Mod Rheumatol. 2026 May 8:roag038. doi: 10.1093/mr/roag038. Online ahead of print.
ABSTRACT
OBJECTIVE: Systemic inflammation plays a key role in the progression of osteoarthritis (OA). The aim of this study was to explore the association of an emerging systemic inflammation marker, the pan-immune-inflammation value (PIV), with all-cause and cardiovascular disease (CVD) mortality in patients with OA.
METHODS: OA participants from the National Health and Nutrition Examination Survey 1999-2018 were included. PIV was calculated according to the following formula: PIV = (platelet count × neutrophil count × monocyte count)/lymphocyte count. OA was assessed through self-report, and mortality was obtained by matching to the National Death Index.

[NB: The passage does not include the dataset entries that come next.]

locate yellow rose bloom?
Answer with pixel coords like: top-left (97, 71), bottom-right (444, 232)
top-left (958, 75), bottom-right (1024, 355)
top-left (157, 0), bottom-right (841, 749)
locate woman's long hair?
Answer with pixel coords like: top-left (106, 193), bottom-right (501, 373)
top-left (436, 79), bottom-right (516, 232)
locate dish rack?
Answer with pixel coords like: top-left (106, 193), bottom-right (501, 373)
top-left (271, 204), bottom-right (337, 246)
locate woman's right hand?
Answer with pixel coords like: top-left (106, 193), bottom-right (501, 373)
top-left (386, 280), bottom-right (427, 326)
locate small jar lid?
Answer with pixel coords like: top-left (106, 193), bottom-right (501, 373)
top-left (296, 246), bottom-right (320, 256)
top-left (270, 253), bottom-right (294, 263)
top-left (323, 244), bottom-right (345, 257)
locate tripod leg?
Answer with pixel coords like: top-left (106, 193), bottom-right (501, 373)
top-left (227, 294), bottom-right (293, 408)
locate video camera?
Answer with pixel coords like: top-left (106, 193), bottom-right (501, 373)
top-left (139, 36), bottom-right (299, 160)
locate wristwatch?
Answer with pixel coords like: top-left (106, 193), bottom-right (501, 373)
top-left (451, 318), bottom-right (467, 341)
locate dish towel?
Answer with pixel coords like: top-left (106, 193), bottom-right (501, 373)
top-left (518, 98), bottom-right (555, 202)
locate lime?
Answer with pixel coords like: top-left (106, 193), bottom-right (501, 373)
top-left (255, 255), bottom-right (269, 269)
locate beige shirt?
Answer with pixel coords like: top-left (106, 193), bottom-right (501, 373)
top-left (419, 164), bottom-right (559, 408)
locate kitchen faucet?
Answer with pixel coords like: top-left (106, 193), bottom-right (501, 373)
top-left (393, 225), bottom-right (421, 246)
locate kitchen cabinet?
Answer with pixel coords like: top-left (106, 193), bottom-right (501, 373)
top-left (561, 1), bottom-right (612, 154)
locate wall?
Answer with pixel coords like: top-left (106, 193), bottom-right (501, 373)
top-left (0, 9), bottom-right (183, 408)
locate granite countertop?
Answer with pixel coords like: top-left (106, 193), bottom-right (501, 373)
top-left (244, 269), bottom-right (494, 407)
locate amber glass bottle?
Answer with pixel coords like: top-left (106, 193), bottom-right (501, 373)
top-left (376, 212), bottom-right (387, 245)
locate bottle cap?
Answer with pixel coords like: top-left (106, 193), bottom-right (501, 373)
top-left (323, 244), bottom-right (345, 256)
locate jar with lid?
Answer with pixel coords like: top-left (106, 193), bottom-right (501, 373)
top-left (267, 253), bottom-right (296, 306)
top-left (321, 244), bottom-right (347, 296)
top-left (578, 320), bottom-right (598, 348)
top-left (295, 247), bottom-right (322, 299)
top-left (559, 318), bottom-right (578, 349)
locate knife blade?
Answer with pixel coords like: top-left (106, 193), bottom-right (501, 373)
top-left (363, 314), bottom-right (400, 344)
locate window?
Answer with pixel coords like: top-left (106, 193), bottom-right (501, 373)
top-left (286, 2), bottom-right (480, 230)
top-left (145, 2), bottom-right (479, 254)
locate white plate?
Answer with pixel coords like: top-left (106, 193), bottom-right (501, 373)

RESULTS: A total of 3903 participants with OA were included. During the follow-up period, 1032 individuals died, 359 of whom died of CVD. After adjusting for all confounders, lnPIV was positively associated with all-cause and CVD mortality in the OA population (HR 1.273 and 1.364, respectively; p=0.002 and p=0.004). Participants with PIV at Q4 had a significantly increased risk of mortality compared to Q1 (HR 1.439 and 1.506, respectively). These associations all demonstrated nonlinear relationships and were significant only after the inflection point, suggesting a threshold effect rather than a bidirectional pattern. Alcohol consumption influenced the association between PIV and CVD mortality. However, receiver operating characteristic analyses demonstrated the limited predictive value of PIV for long-term mortality.
CONCLUSIONS: Higher PIV was associated with increased risk of all-cause and CVD mortality in US adults with OA. High-quality studies are needed to explore the value of PIV in clinical mortality prediction models.